GLP-1 receptor agonists
Semaglutide (Ozempic, Wegovy, Rybelsus), tirzepatide (Mounjaro, Zepbound), liraglutide (Victoza, Saxenda). The most-denied drug class in US insurance — and one of the most commonly reversed on appeal.
What this class is
GLP-1 receptor agonists are a drug class that mimics the action of glucagon-like peptide-1 to improve glycemic control, reduce body weight, and (for some agents) reduce cardiovascular events. Originally FDA-approved for type 2 diabetes, several agents now have separate FDA approvals for chronic weight management and cardiovascular risk reduction. The class drove a generational shift in obesity, diabetes, and cardiovascular care.
Representative drugs
- Semaglutide (Ozempic, Wegovy, Rybelsus)

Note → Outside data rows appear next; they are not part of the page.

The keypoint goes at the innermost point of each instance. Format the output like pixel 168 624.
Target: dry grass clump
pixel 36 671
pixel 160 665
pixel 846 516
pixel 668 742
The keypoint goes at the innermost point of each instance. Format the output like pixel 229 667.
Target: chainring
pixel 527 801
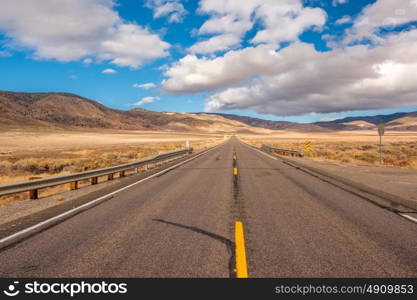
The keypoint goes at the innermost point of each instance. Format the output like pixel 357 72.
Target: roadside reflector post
pixel 381 132
pixel 33 194
pixel 307 147
pixel 74 185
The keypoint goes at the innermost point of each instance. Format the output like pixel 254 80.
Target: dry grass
pixel 18 163
pixel 400 148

- Tirzepatide (Mounjaro, Zepbound)
- Liraglutide (Victoza, Saxenda)
- Dulaglutide (Trulicity)
- Exenatide (Byetta, Bydureon)
Common denial patterns
- Weight-loss exclusion (CARC 204) — plan excludes weight-loss drugs as a benefit category
- Step therapy requiring oral semaglutide before injectable
- Step therapy requiring older diabetes meds before GLP-1
- BMI threshold (plan requires BMI ≥30 or 35 vs FDA label ≥27)
- Non-formulary with no alternative in class
- Quantity limit on monthly dose
Clinical guidelines that win appeals
- 2021 AHA/ACC/TOS Guideline on Evaluation and Management of Obesity — pharmacotherapy as standard of care
- ADA Standards of Care 2024 — GLP-1 agonists with cardiovascular benefit at Level A
- Endocrine Society Clinical Practice Guideline 2015 — pharmacotherapy for obesity BMI ≥30 or ≥27+comorbidity
- SELECT trial 2023 — semaglutide 2.4mg cardiovascular outcomes
Frequently asked questions
What is glp-1 receptor agonists?
GLP-1 receptor agonists are a drug class that mimics the action of glucagon-like peptide-1 to improve glycemic control, reduce body weight, and (for some agents) reduce cardiovascular events. Originally FDA-approved for type 2 diabetes, several agents now have separate FDA approvals for chronic weight management and cardiovascular risk reduction. The class drove a generational shift in obesity, diabetes, and cardiovascular care.
What are the common denial patterns?
Weight-loss exclusion (CARC 204) — plan excludes weight-loss drugs as a benefit category; Step therapy requiring oral semaglutide before injectable; Step therapy requiring older diabetes meds before GLP-1; BMI threshold (plan requires BMI ≥30 or 35 vs FDA label ≥27); Non-formulary with no alternative in class; Quantity limit on monthly dose.
Which clinical guidelines support appeals?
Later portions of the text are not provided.